Trillium albidum for example - this is a nice form with marked leaves grown by Lionel Clarkson - grows well in our dry Kentish garden, but to see such a fine specimen encourages you to pay extra attention to its cultivation and create the best conditions you can for it in your own garden.

 A plant such as Anemonella thalictroides 'Oscar Shoaf' (exhibited by Martin Rogerson) has that delicate allure which can easily be lost to view in the garden. Catching that moment when it looks like this is rather magical and emphasises the theatrical nature of alpine shows. 

None the less in the garden of Oscar Shoaf, who originally found this in a small graveyard in Ovatonna, Minnesota, it grew in profuse mounds of pink, so can thrive in the garden too and makes for infinitely more excitement than the average front yard.

This plant, Agapetes smithiana var. major (Roger Clarke), needs a very mild and relatively cool and moist climate and peaty acid soil, and illustrates the value of holding Shows in different parts of the country where gardeners can succeed with very different plants.

One of the nurseries selling plants at Rosemoor had a superb selection of Rhododendron species, many of which would be rarely encountered elsewhere, and this shows the other side of the 'coin' of exhibition of plants - that stimulation for others to grow them too, and their propagation by specialist nurseries.

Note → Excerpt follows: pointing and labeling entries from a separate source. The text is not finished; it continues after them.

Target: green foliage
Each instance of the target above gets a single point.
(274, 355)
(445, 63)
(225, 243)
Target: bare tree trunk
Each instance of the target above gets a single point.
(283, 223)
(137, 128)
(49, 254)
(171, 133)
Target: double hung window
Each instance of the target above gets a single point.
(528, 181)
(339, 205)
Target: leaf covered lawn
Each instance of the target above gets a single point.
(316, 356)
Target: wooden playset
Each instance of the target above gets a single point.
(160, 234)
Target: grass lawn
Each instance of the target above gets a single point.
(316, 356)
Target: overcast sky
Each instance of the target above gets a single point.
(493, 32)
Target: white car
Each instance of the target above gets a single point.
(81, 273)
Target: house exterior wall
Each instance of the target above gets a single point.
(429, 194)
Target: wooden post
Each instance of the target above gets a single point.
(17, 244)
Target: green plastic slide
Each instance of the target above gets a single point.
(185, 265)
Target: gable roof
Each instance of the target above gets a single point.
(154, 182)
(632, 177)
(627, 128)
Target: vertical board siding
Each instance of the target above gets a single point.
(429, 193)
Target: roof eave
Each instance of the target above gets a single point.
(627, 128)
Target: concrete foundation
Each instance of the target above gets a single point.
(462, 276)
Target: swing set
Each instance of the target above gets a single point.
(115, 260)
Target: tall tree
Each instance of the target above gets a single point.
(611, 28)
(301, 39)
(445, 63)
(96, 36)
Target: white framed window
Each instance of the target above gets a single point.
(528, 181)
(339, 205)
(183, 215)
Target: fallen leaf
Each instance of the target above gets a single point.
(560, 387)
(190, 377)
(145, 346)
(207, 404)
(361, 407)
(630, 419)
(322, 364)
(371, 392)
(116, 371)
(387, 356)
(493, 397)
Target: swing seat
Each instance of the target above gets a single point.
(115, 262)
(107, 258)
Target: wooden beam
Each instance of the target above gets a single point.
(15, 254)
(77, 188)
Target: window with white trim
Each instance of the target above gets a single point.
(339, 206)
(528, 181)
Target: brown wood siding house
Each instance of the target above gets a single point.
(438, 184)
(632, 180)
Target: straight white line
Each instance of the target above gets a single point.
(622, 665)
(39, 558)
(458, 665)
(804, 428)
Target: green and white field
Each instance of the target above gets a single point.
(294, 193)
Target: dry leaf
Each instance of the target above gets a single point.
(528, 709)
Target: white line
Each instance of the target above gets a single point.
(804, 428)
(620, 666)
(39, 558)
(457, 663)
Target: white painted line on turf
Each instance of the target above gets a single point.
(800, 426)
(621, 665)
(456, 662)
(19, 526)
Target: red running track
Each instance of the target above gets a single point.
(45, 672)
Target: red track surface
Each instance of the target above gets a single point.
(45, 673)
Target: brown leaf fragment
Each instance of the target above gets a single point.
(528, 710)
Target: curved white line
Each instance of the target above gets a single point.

Fritillaria reuteri (grown by the skilled bulb aficionados extraordinaire, Bob and Rannveig Wallis, who are able almost to make a Show entirely around the wonderful plants they grow alone), which comes from high mountains west of Esfahan in Iran, was one of several species of this engaging genus exhibited. Fritillarias in their variety grace all of the spring alpine shows and have an unique appeal: the Fritillaria Group now has its own Facebook page, set up to engender more interest across the social media, in the same way that the AGS tries and perhaps needs to do.

For those who would like to see the plants displayed at Rosemoor in real detail then view Jon Evans' superb compilation of photos and commentary here This is Jon and his colleague Jim Almond in action at the Show.

I can't leave Rosemoor though without a few more images from the garden itself, which I first visited many years ago before it was gifted to the Royal Horticultural Society. The original garden around the house has that wonderful maturity of characterful trees and vistas.

But the 'new' garden has also matured remarkably and that clean moist climate of the West Country is reflected in the lichens growing on this tree.

And in this rather nice planting as you cross through the tunnel connecting new and old.

There are those plants which satisfy the curiousity of the true plantsman... Ercilla volubilis climbing through Magnolia grandiflora...

... and the Chinese Aspidistra sichuanensis.

And finally the most superbly presented array of alpines and bulbs in the alpine house.

It is not easy as an individual to achieve results like these with plants in your own garden without the help and support of other gardeners - both practically and intellectually - and this is where societies such as the AGS and RHS can be of great value when they work in partnership at a Show like this at Rosemoor.